During Mayor Jim Thomas’ report, he told the council that he was reappointed to the state’s water council. One of the issues brought up there, he said, was the need to conserve water.
Stressing that there was no water shortage or need for drastic measures, Thomas cited the growing expense and time needed to access freshwater from the Floridan aquifer as one of the reasons to conserve water resources.
“There’s been some changes to the situation as far as the water is concerned,” Thomas said. “We are in the yellow zone, but in effect, we are actually in the red zone because we can’t increase our withdrawals from Floridan aquifer.”
The water council will conduct a five-month study for other possible sources of water and partnerships. Some of the surrounding cities and counties are less fortunate with their water resources, according to Thomas, so these areas will look to partner with Hinesville to assist in their water needs.
City Manager Billy Edwards added that the city is allocated 4 million gallons of water a day but so far only has used about 2.8 million gallons a day on average this year. Essentially, they want to start conservation efforts with a 1.2-million-gallon-a-day buffer instead of a much smaller one.
Thomas also pointed out that if the area’s water availability goes into a crisis situation, the possibility of future Base Realignment and Closure efforts by the Department of Defense could make the area less desirable and reduce the number of troops on Fort Stewart.
In Edwards’ report, he noted that the first year of having city employees’ health insurance covered by Cigna is coming to an end and that a new, significantly higherpremium rate will start July 1.
“Earlier in this policy year, we were experiencing some very positive claims experience,” he said. “Since that time, though, in February, March and April, we saw some fairly significant claims that were made. And as a result of that, as well as some other factors, … we have been presented with a 13.27 percent increase.”
With the rate going up, the total yearly premium is estimated to be $1.56 million, two-thirds of which will be paid by the city. Another reason for the increase is some policy changes required by the Affordable Care Act, also known as “Obamacare.”

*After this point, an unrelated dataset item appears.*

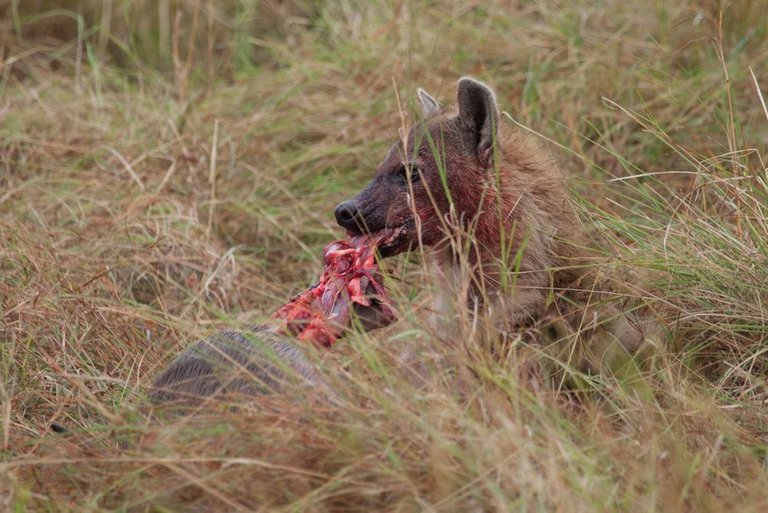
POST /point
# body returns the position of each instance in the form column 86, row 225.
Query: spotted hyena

• Also on the agenda was an action item to declare three older vehicles surplus and sell them at the auction Saturday at Bryant Commons.
• Two other action items had been withdrawn from the agenda. One was to announce sub-recipients and award amounts for Community Development Block Grants from the U.S. Department of Housing and Urban Development. That will be discussed next council meeting.
• The other was for phase 2 of Liberty Place Apartments. It was a resolution for the city to provide support to JPM Development LLC for a proposed development of affordable apartments in the city of Hinesville. It was announced that the application will be submitted sometime next year.